In this May 15, 2020 file photo, Tanya Wyler takes a photograph as Matthias Zather and Ines Zather, all of Switzerland, gather at the Grand Canyon in Grand Canyon, Ariz. (AP Photo/Matt York, File)

In addition to dropping fares, airlines are getting more competitive with frequent flyer awards. Delta has some great Skymiles deals for travel in May, including Anchorage-Seattle for 8,000 miles round-trip, and Anchorage to Atlanta, Houston or Minneapolis for 15,000 round-trip.

If you don’t have any Skymiles to spend, scan Delta’s website for a credit card offer from American Express. I found the Delta “Gold” card,which featured a $200 statement credit when you buy a Delta ticket, plus 70,000 Skymiles when you spend $2,000 within three months.

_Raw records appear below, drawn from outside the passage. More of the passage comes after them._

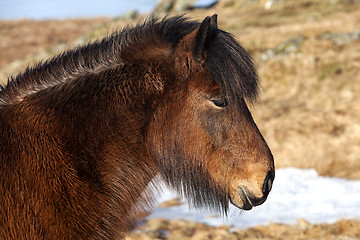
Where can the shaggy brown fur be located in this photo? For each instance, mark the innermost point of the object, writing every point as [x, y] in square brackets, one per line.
[83, 134]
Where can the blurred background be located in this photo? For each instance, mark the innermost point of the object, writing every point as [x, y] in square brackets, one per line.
[307, 53]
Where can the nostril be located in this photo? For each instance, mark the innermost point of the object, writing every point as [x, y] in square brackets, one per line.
[268, 183]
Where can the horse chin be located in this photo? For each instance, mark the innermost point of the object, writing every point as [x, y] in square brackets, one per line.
[244, 199]
[240, 201]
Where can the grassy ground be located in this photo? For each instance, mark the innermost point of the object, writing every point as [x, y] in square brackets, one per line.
[309, 109]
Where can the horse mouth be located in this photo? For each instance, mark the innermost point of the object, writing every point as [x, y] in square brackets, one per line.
[248, 201]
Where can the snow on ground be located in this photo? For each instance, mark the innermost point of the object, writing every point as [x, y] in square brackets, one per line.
[297, 193]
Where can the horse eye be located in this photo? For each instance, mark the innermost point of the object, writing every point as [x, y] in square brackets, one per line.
[220, 102]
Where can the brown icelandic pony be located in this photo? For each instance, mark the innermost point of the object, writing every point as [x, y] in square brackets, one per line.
[83, 134]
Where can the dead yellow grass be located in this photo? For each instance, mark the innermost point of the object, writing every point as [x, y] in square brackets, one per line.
[309, 110]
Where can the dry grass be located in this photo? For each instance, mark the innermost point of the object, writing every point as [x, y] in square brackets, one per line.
[309, 110]
[156, 229]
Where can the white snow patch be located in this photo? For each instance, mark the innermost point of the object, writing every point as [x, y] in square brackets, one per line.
[296, 193]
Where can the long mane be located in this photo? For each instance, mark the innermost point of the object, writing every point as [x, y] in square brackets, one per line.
[227, 61]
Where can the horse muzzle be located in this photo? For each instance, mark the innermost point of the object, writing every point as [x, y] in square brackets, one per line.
[246, 199]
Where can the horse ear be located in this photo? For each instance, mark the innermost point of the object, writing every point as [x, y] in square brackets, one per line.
[205, 35]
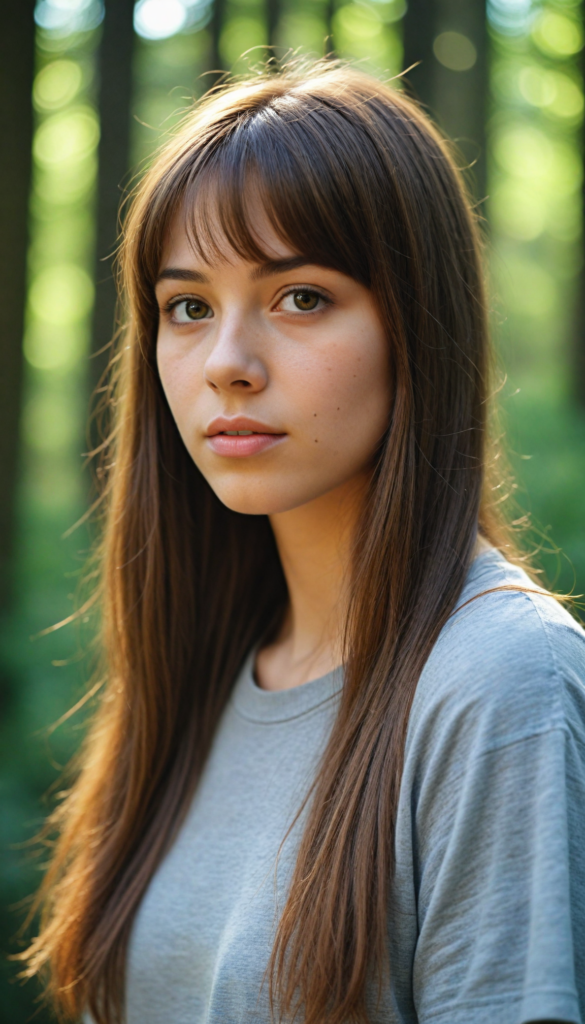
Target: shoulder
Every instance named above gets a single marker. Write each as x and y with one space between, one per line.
509 664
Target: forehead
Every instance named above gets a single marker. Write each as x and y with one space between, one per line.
198 233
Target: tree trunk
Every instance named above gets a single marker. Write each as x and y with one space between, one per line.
454 88
115 95
16 73
273 8
217 22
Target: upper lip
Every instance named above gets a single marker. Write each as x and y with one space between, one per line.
222 423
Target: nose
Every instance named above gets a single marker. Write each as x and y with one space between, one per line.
235 363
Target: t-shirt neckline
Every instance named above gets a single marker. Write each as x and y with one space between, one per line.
280 706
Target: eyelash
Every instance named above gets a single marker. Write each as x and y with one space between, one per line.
173 303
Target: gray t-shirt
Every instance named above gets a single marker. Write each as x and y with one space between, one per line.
487 922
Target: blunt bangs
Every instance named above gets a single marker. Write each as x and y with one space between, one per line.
295 160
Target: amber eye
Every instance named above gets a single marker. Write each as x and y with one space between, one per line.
191 309
305 300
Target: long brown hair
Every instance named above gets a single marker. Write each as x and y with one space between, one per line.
353 175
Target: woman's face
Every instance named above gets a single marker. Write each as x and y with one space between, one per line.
277 374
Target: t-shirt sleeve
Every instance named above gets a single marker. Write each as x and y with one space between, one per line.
500 848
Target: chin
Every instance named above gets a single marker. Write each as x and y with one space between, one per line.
259 498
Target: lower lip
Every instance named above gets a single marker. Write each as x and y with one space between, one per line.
239 446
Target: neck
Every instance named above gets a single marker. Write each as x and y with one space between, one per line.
315 545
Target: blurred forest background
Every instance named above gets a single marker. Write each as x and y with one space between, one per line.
87 91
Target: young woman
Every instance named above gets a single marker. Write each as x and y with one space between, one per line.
337 773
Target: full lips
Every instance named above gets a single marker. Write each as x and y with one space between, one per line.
239 446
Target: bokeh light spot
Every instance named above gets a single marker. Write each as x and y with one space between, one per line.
67 137
556 35
56 85
61 295
159 18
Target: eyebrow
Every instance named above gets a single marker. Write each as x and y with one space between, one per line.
266 269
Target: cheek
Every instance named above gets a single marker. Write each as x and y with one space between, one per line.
350 389
179 377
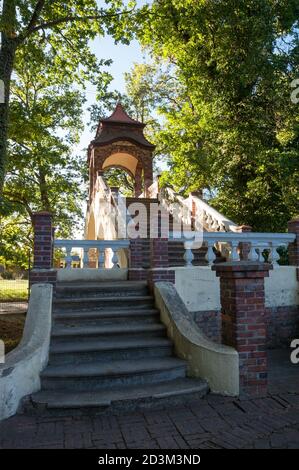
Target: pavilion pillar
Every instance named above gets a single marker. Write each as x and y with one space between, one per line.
138 181
42 271
148 175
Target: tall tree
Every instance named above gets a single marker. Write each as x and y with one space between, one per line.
63 26
43 171
235 129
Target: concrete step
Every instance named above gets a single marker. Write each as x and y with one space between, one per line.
87 289
97 376
106 316
98 302
114 332
127 398
107 350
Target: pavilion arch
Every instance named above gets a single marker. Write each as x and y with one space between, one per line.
124 161
91 228
120 143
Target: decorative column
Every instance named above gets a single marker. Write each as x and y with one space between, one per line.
138 181
136 271
293 227
148 174
159 262
244 320
42 271
243 246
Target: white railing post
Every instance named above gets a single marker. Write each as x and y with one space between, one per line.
234 256
114 258
68 258
188 255
210 256
101 258
253 255
274 254
85 257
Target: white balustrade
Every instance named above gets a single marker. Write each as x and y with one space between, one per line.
258 243
83 246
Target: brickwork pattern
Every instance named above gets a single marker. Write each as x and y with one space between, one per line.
244 320
293 249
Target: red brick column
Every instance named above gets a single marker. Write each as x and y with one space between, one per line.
136 271
293 227
159 263
42 271
244 320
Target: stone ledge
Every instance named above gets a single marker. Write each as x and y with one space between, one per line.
19 375
218 364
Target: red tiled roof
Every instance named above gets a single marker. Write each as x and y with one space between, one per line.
119 115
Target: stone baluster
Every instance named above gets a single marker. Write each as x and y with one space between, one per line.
188 255
85 257
210 256
68 258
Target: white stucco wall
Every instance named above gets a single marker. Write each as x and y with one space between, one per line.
199 287
282 287
19 375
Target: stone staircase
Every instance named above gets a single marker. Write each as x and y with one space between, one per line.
109 350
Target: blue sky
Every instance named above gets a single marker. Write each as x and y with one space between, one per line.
123 59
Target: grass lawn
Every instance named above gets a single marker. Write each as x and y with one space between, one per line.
11 330
13 290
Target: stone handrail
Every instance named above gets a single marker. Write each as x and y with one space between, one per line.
19 375
205 216
216 363
256 243
103 247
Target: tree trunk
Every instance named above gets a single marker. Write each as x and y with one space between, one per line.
46 206
7 57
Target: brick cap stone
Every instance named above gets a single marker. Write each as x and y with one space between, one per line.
295 220
43 270
240 269
243 228
42 213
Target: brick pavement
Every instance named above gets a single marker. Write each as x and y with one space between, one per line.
215 422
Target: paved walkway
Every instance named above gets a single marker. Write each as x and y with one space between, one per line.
213 423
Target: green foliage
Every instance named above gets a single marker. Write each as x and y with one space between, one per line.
64 30
233 129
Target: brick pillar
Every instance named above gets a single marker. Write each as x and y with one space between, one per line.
159 263
138 181
243 246
293 227
244 320
136 271
42 271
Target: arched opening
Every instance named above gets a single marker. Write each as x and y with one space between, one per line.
91 228
125 172
121 178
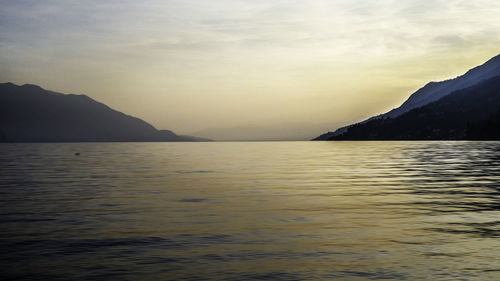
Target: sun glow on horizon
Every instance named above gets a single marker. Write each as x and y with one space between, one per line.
189 65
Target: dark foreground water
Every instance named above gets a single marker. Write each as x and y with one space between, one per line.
250 211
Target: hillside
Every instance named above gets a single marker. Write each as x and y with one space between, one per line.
29 113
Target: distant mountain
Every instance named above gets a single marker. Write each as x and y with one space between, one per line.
29 113
277 132
472 113
433 91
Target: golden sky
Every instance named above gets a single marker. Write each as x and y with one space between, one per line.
190 65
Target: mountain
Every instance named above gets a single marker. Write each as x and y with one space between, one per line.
29 113
470 113
433 91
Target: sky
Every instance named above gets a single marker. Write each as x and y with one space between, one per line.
192 65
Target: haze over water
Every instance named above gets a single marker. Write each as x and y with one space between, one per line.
250 211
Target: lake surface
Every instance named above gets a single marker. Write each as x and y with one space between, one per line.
250 211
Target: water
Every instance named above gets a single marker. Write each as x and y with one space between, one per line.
250 211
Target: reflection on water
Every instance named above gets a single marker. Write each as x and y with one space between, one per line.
251 211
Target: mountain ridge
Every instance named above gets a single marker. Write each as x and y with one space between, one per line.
432 91
472 113
29 113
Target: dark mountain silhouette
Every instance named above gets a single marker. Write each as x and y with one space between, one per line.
433 91
471 113
29 113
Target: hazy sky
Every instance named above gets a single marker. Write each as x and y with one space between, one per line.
189 65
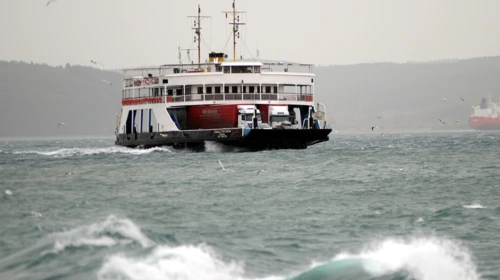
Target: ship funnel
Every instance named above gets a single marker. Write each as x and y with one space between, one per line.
214 57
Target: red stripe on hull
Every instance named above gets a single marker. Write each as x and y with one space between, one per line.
210 117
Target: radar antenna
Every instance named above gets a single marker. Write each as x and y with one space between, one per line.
236 23
197 28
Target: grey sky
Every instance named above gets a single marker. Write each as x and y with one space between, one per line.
126 33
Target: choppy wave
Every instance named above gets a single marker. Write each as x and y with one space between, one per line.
111 232
69 152
474 206
419 258
184 262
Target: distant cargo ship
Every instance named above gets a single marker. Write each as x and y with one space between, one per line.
258 105
485 115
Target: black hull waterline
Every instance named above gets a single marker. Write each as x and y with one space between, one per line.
256 139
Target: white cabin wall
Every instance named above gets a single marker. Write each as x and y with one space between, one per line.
159 113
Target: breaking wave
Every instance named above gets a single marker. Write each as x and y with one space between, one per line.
69 152
419 258
474 206
113 231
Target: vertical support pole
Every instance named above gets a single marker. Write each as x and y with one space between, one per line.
142 119
149 121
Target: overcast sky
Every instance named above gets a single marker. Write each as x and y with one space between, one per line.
129 33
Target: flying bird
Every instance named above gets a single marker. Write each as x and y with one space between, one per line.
220 163
108 82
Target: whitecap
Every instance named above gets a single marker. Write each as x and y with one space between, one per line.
424 258
474 206
68 152
183 262
111 232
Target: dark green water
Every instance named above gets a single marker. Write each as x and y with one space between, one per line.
366 206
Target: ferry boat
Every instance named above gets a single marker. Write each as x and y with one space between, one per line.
253 104
486 115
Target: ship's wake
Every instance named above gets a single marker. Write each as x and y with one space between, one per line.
71 152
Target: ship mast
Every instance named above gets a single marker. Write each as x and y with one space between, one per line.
236 23
197 28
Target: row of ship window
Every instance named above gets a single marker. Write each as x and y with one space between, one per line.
159 91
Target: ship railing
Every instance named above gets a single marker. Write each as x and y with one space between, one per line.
287 67
134 76
219 97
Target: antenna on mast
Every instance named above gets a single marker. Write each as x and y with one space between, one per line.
197 28
188 54
236 23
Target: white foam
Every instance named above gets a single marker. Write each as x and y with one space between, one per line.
474 206
68 152
183 262
424 258
111 232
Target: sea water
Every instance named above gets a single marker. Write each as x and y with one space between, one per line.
361 206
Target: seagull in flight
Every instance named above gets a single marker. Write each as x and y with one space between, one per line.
108 82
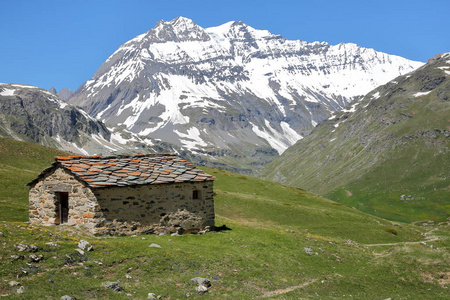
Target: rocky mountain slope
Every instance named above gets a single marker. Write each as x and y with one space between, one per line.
231 95
387 154
28 113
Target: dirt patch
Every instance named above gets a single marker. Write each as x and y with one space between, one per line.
287 290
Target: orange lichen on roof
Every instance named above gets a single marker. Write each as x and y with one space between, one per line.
102 171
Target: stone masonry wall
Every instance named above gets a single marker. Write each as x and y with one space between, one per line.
124 210
44 205
118 210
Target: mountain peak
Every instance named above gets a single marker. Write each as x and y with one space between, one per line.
180 29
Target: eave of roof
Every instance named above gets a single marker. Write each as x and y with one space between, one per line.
99 171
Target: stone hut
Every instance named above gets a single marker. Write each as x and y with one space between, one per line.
123 194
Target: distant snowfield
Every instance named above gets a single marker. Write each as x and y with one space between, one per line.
7 92
421 94
165 81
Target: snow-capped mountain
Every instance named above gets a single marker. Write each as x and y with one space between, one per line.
28 113
232 89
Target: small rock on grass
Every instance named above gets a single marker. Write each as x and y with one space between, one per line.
201 281
201 289
85 245
308 250
113 285
14 283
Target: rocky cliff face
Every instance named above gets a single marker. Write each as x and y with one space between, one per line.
31 114
229 89
395 141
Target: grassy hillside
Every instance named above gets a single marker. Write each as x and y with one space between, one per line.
393 142
284 243
19 164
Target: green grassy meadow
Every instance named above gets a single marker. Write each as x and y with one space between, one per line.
283 243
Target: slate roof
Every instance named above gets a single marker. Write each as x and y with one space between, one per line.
100 171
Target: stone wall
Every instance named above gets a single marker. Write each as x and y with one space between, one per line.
141 207
119 210
44 204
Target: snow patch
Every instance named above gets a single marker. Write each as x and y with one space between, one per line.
421 94
7 92
192 139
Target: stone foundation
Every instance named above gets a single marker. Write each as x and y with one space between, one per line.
121 210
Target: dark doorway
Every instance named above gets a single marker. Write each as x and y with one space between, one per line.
62 213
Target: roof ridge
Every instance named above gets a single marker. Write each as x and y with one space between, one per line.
59 158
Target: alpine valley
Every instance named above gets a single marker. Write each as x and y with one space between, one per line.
229 96
387 154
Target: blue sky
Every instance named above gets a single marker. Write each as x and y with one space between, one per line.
62 43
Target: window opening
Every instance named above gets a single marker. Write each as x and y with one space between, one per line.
62 212
196 194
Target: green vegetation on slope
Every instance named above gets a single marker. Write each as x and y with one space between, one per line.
284 243
19 164
395 143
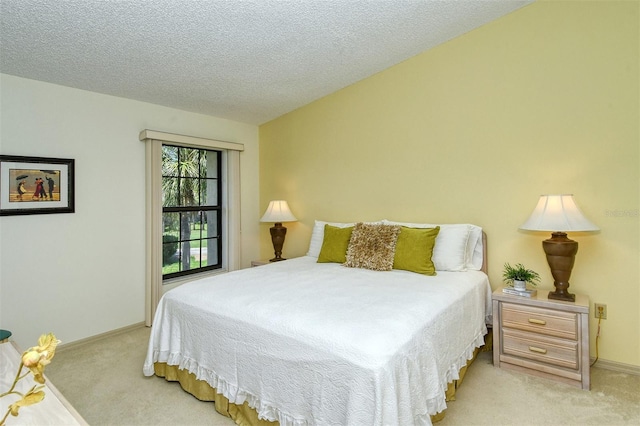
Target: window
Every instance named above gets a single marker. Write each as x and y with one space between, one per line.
228 211
191 210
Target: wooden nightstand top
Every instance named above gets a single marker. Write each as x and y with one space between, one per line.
581 305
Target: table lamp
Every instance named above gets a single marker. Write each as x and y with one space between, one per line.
278 212
558 214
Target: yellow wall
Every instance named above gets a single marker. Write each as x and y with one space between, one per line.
544 100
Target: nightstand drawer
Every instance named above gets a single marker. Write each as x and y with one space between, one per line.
556 352
539 320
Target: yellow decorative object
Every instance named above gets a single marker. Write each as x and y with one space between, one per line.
35 359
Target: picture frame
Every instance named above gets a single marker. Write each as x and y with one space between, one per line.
36 185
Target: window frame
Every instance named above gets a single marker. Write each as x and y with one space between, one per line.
155 286
219 208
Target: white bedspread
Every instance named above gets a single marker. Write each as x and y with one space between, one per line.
308 343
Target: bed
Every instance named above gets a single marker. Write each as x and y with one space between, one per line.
306 342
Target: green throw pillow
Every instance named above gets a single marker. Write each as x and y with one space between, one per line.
414 249
334 244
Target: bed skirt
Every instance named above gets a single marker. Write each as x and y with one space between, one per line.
244 415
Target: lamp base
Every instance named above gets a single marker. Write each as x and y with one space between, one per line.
561 254
278 233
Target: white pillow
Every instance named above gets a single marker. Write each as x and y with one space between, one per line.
317 235
458 247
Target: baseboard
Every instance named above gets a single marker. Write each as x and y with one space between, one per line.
617 366
68 346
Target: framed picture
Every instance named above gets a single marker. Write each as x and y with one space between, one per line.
36 185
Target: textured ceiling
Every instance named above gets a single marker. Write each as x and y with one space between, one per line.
249 61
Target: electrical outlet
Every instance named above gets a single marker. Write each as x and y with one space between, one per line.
600 311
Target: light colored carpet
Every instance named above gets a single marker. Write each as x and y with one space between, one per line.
103 380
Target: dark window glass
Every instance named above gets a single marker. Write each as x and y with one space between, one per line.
191 206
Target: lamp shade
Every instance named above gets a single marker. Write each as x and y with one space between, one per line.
558 213
278 212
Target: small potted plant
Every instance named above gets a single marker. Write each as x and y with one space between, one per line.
518 276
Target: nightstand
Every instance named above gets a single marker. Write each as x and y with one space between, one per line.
543 337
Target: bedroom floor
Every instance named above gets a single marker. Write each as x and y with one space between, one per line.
103 380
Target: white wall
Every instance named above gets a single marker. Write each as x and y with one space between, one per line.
78 275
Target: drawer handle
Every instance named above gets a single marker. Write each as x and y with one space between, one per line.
538 350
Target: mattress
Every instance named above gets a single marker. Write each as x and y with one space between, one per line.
308 343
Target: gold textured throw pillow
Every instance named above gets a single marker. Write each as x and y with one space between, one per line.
372 246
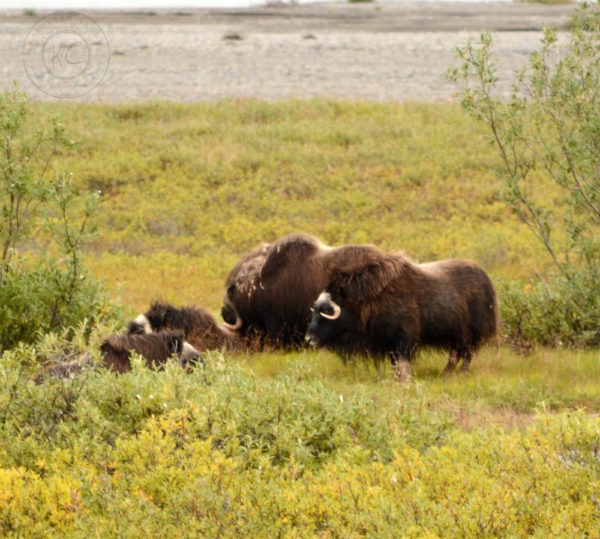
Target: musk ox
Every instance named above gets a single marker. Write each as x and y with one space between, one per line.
199 327
155 348
116 350
386 305
270 292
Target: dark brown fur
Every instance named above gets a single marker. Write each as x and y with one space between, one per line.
273 288
391 306
198 326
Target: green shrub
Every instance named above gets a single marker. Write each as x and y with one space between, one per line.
220 452
547 135
38 291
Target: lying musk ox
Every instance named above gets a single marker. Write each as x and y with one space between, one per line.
116 351
155 348
198 326
386 305
269 294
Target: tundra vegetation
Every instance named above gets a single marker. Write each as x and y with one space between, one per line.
272 444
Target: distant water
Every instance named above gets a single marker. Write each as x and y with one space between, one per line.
157 4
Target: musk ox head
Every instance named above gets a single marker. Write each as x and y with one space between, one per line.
331 321
155 319
155 348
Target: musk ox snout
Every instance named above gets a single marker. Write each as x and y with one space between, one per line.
190 357
230 317
139 326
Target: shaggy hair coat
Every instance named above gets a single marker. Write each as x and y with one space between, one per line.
198 326
155 348
391 306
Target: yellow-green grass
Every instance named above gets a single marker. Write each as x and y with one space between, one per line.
187 188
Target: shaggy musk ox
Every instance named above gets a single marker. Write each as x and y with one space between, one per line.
155 348
116 350
386 305
198 326
270 292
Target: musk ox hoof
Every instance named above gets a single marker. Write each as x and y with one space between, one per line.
402 370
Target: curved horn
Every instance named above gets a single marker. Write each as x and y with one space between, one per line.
234 327
337 310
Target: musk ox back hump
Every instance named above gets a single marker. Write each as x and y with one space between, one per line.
467 285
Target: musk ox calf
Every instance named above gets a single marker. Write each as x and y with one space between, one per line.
198 326
116 350
155 348
386 305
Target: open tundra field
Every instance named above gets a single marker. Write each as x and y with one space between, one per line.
293 444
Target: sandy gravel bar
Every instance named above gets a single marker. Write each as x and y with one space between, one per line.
393 51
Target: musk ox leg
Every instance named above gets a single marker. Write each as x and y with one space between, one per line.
467 356
402 365
402 370
452 361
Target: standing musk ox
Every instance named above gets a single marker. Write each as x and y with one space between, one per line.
198 326
155 348
386 305
270 292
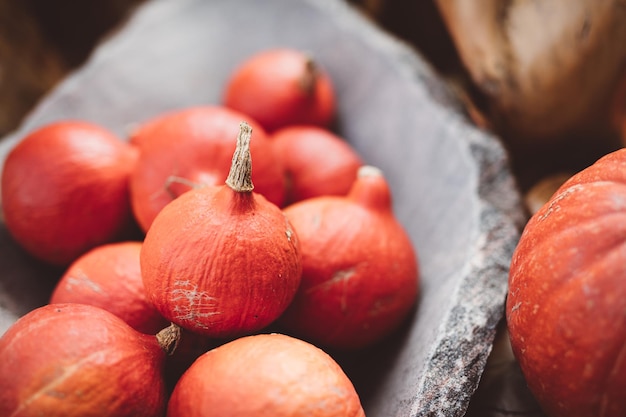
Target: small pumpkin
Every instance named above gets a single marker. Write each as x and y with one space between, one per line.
316 161
360 276
222 261
265 375
280 87
74 360
567 295
192 147
65 190
109 277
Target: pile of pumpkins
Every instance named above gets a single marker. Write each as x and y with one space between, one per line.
265 241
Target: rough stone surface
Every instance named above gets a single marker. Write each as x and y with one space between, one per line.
451 183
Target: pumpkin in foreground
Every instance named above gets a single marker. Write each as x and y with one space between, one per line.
265 375
222 261
109 277
567 297
73 360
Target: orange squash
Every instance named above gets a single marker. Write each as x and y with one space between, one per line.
360 276
65 190
222 261
265 375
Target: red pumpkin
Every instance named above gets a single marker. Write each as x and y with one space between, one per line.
222 261
65 190
265 375
359 267
109 277
281 87
193 147
317 162
567 295
73 360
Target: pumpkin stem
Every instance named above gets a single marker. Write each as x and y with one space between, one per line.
371 189
169 338
240 175
309 77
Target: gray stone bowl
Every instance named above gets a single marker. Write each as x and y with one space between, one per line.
452 186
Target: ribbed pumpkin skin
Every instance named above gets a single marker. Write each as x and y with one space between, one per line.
73 360
360 274
109 277
567 295
278 88
65 190
221 263
196 145
317 162
266 375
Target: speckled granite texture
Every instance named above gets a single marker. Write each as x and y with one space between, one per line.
451 183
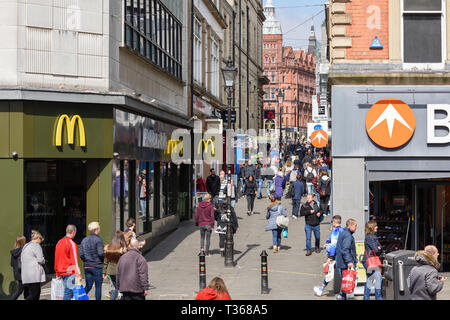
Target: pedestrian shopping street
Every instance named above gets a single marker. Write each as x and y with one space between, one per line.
173 264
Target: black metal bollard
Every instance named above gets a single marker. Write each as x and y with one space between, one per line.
202 270
264 273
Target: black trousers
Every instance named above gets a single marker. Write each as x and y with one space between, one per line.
34 291
222 240
132 296
250 201
324 204
20 289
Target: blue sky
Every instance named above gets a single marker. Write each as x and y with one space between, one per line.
292 13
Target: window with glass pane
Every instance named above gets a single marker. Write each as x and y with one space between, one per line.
197 50
144 196
422 5
422 31
214 68
155 33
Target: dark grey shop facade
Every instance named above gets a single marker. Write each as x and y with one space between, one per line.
405 189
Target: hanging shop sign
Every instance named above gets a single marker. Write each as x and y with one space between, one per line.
390 123
172 146
314 126
202 106
319 112
319 139
205 147
70 123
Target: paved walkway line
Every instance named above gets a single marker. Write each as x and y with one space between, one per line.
292 272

Alaska Airlines offers 5,000-mile one-way tickets from Anchorage to Juneau, Sitka, Yakutat, Cordova, Nome, Kotzebue and Fairbanks. For most of these destinations, that’s a great deal. But not Fairbanks. That’s because Anchorage-Fairbanks is on sale all summer long since United is offering one flight each day for $49. So Alaska matched the fare between June 3 and Sept. 29.

Right now the best prices for either miles or money are in May and early June. After that, airlines are banking on pent-up demand for travel to fill up the planes, with corresponding higher prices. We’ll see.